The Stacked Leading Indicators Dynamic Factor Model: A Sensitivity Analysis of Forecast Accuracy using Bootstrapping

Author (Corporate)
Series Title
Series Details No.249, June 2006
Publication Date June 2006
ISBN 92-79-01190-1
ISSN 1725-3187
EC KC-AI-06-244-EN-C
Content Type ,

The paper introduces an approximate dynamic factor model based on the extraction of principal components from a very large number of leading indicators stacked at various lags. The model is designed to produce short-term forecasts that are computed with the EM algorithm implemented with the first few eigenvectors ordered by descending eigenvalues. A cross-sectional bootstrap experiment is used to shed light on the sensitivity of the factor model to factor selection and to sampling uncertainty.
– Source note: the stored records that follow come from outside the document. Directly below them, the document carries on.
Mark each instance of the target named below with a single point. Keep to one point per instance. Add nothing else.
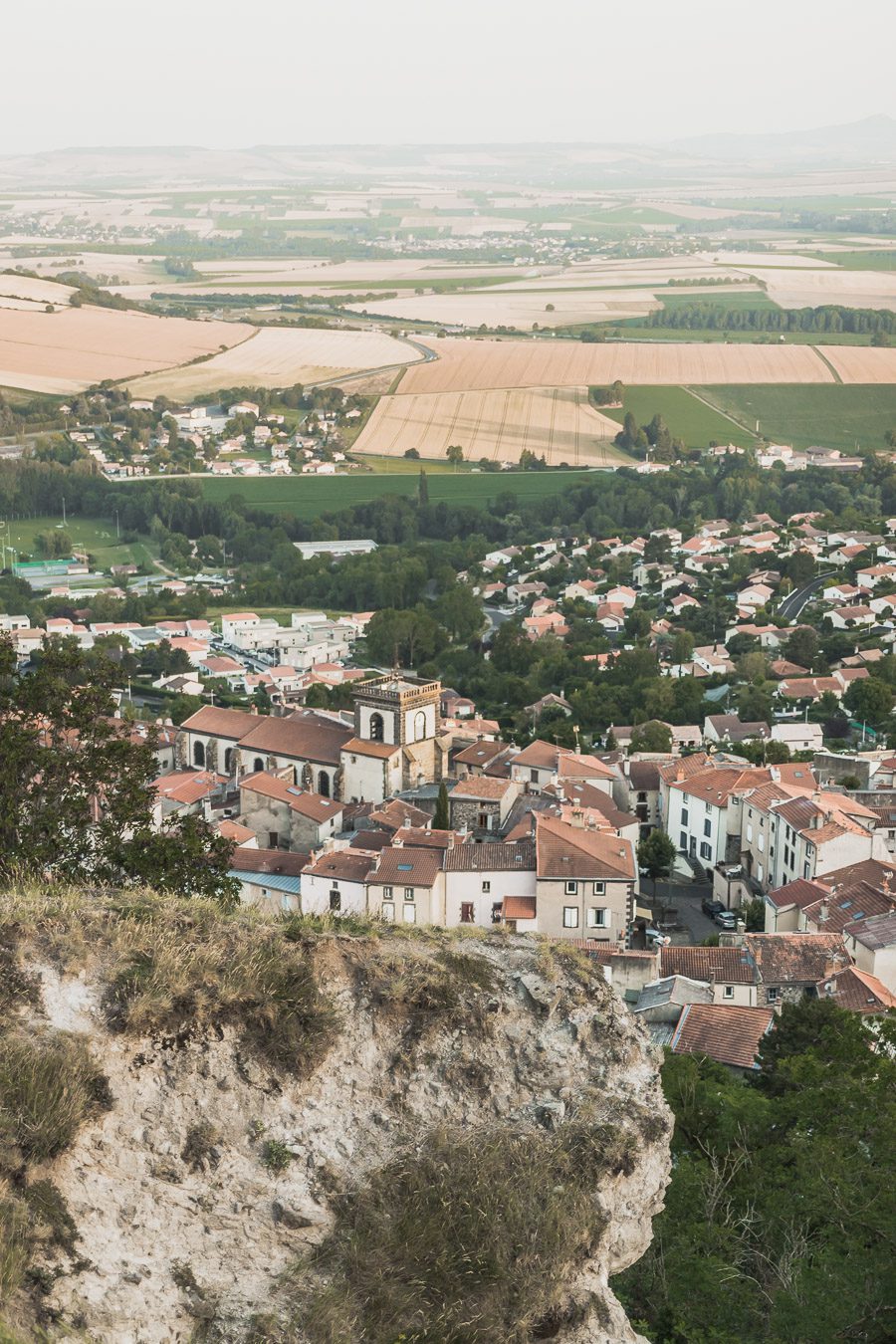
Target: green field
(827, 414)
(687, 417)
(308, 499)
(95, 535)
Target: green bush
(49, 1087)
(469, 1239)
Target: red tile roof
(727, 1033)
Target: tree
(869, 701)
(656, 855)
(802, 647)
(652, 737)
(76, 791)
(441, 817)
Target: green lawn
(687, 417)
(308, 499)
(96, 535)
(827, 414)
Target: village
(407, 805)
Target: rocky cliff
(214, 1126)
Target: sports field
(830, 415)
(308, 499)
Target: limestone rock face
(212, 1174)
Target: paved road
(792, 605)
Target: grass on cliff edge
(469, 1236)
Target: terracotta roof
(381, 750)
(344, 864)
(396, 813)
(308, 803)
(303, 736)
(857, 991)
(848, 903)
(723, 1032)
(481, 787)
(519, 907)
(792, 959)
(723, 965)
(220, 723)
(879, 932)
(188, 785)
(491, 857)
(281, 862)
(798, 893)
(407, 867)
(423, 837)
(565, 851)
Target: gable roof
(794, 959)
(564, 851)
(724, 1032)
(720, 965)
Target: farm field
(74, 346)
(477, 364)
(555, 422)
(308, 499)
(278, 356)
(687, 417)
(831, 415)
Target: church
(392, 742)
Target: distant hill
(871, 140)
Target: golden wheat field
(476, 364)
(74, 346)
(278, 356)
(553, 421)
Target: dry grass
(477, 364)
(469, 1238)
(74, 346)
(558, 422)
(278, 357)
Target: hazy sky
(303, 72)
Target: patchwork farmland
(499, 425)
(479, 364)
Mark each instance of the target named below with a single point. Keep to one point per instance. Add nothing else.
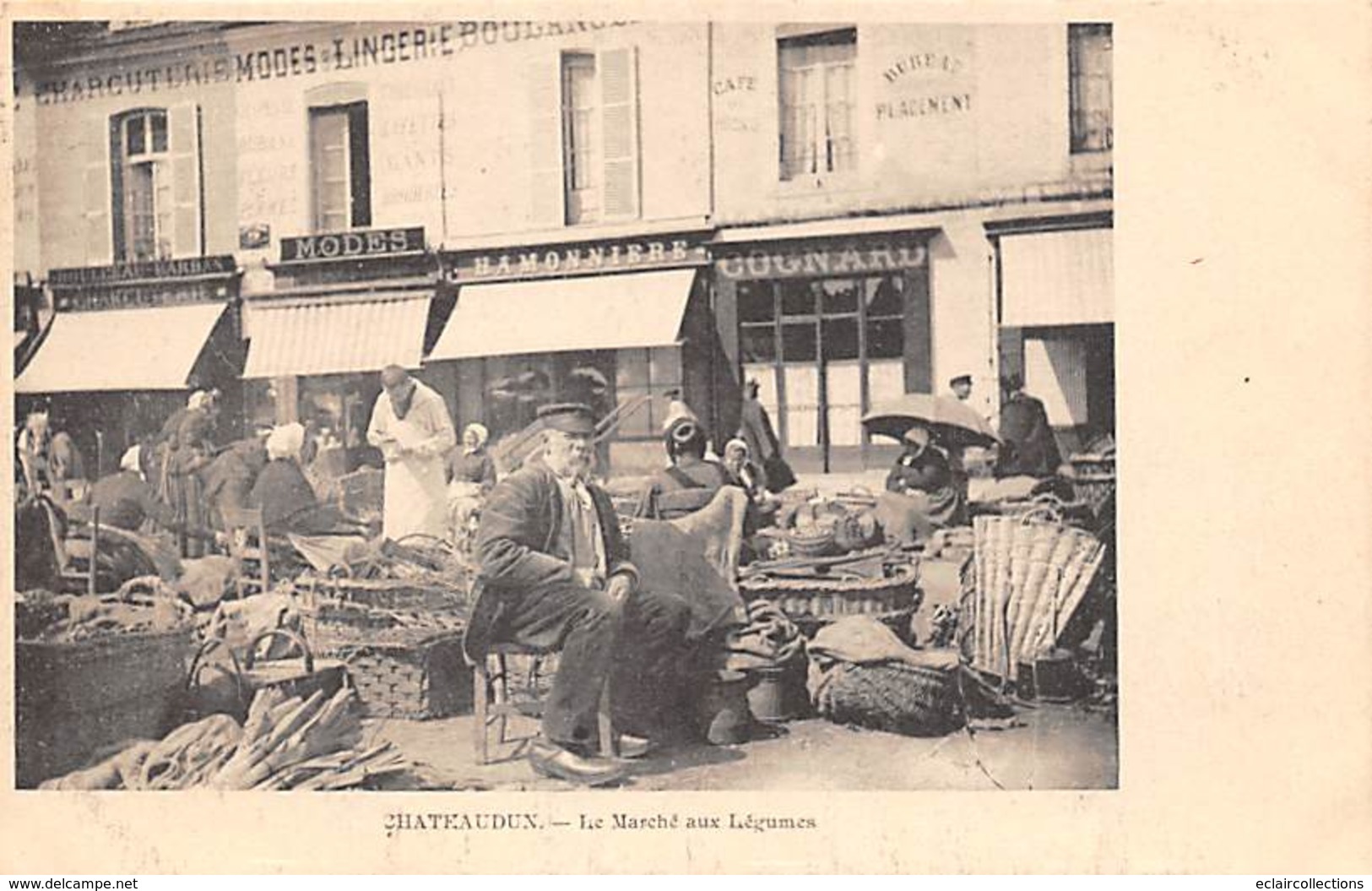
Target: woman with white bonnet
(281, 492)
(471, 474)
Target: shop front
(125, 348)
(827, 329)
(619, 326)
(344, 307)
(1055, 289)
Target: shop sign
(851, 258)
(331, 55)
(541, 263)
(81, 276)
(351, 245)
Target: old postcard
(612, 438)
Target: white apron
(416, 491)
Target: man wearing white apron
(413, 430)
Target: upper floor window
(599, 122)
(154, 186)
(340, 166)
(581, 103)
(1093, 76)
(816, 102)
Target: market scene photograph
(474, 405)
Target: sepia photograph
(563, 405)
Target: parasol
(952, 423)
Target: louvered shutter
(618, 70)
(544, 88)
(184, 151)
(95, 193)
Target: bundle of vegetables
(1032, 574)
(285, 744)
(142, 606)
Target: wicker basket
(830, 599)
(416, 676)
(74, 699)
(399, 594)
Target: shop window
(799, 342)
(757, 344)
(647, 372)
(154, 186)
(756, 302)
(599, 136)
(1090, 48)
(816, 102)
(340, 166)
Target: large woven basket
(834, 597)
(415, 674)
(1032, 573)
(77, 698)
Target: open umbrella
(954, 423)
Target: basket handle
(279, 632)
(1044, 513)
(193, 678)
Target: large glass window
(1090, 50)
(581, 111)
(340, 165)
(816, 102)
(648, 377)
(599, 135)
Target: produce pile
(142, 606)
(294, 743)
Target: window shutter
(95, 193)
(544, 83)
(619, 105)
(184, 153)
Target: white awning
(121, 349)
(561, 315)
(1057, 278)
(336, 337)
The empirical number of factors seems more appropriately set through an analysis of eigenvalues, bootstrapped eigenvalues or the BIC than with more sophisticated information criteria. Confidence intervals derived from bootstrapped forecasts show the extent to which the data composition can support the hypothesis of business cycle co-movements and the selected factors can account for those shocks. Pseudo real-time out-of-sample forecast experiments conducted with a dataset of about two thousand series covering the euro area business cycle show that the SLID factor model outperforms benchmark models (AR models, leading indicators equations) for one-, two- and three- quarters-ahead forecasts of GDP growth. The accuracy of coincident forecasts compared to final estimates is not significantly different from Eurostat Flash or first estimates and is slightly superior to that of CEPR Eurocoin.